PWiz said:
if someone goes away more confused than they originally were
I certainly did, if not exactly because of your input.
I came to this thread with the intention of helping the OP, only to realize half-way through writing a response that I don't understand the issue myself, and the subsequent posts failed to clear it up for me (and, I dare to presume, perhaps also for the OP).
For one, I don't see the issue
@sophiecentaur has with the direction in the derivation - you get the same result for ##U(b)## regardless of the direction you move the test particle.

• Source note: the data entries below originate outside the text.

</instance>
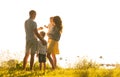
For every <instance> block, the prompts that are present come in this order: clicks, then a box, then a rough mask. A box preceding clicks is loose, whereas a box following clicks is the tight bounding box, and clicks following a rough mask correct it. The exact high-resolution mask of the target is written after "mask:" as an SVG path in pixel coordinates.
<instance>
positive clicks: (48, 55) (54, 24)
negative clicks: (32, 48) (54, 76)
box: [47, 16, 62, 69]
mask: <svg viewBox="0 0 120 77" xmlns="http://www.w3.org/2000/svg"><path fill="white" fill-rule="evenodd" d="M53 23H54V27H53V29H52V32H51V33H47V35H48V49H47V57H48V59H49V61H50V64H51V65H52V69H55V68H56V66H57V59H56V54H59V46H58V45H59V44H58V42H59V40H60V37H61V33H62V20H61V18H60V17H59V16H54V18H53ZM51 55H52V57H51Z"/></svg>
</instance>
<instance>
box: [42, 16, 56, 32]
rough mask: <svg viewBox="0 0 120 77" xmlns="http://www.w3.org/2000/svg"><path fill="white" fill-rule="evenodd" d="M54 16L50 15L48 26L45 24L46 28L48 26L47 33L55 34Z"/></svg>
mask: <svg viewBox="0 0 120 77" xmlns="http://www.w3.org/2000/svg"><path fill="white" fill-rule="evenodd" d="M53 18H54V17H50V23H49V24H48V26H46V25H44V27H45V28H48V32H47V34H53V27H54V22H53Z"/></svg>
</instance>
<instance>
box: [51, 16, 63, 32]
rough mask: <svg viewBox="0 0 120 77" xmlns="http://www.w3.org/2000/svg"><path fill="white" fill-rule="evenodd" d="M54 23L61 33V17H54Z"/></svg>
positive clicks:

For m moving from infinity to b:
$$ \Delta U= - \int_\infty^b \vec F \cdot d \vec r = - \int_\infty^b F dr = - \int_\infty^b \frac{GMm}{r^2} dr = -GMm(-\frac{1}{b}) = \frac{GMm}{b} $$
$$ \Delta U = U(b) - U(\infty) = U(b) $$
$$ U(b) = \frac{GMm}{b} $$
For m moving from b to infinity:
$$ \Delta U = - \int_b^\infty \vec F \cdot d \vec r = - \int_b^\infty - F dr = - \int_b^\infty \frac{GMm}{r^2} dr = -GMm(\frac{1}{b}) = - \frac{GMm}{b} $$
$$ \Delta U = U(\infty) - U(b) = - U(b)$$
$$ -U(b) = - \frac{GMm}{b} $$
$$ U(b) = \frac{GMm}{b} $$
And of course the sign for U at point b in both cases is positive, and I don't see the reason why it should come out negative. If it's a matter of convention, then it feels artificial to insert it at this stage. The only two sign conventions I'm aware of in this case is the negative sign for the force if it's not in the same direction as the displacement when switching from the vector form, and the ##\Delta U=-W##. Shouldn't these two alone net the correct result?
I saw this derivation in the wikibooks section:
http://en.wikibooks.org/wiki/Physic.../Gravitational_Potential_Energy#Another_proof
that nets a negative result, but I don't understand why they switch the integration limits for no apparent (to me at least) reason in the third line. They certainly do not mention any extra conventions being applied at any stage.
I checked in Kleppner-Kolenkow(p.171), and they just leave the derivation at
$$U(r)=\frac{A}{r}$$
again, with the positive sign.
So, to repeat the question the OP asked: where's the mistake?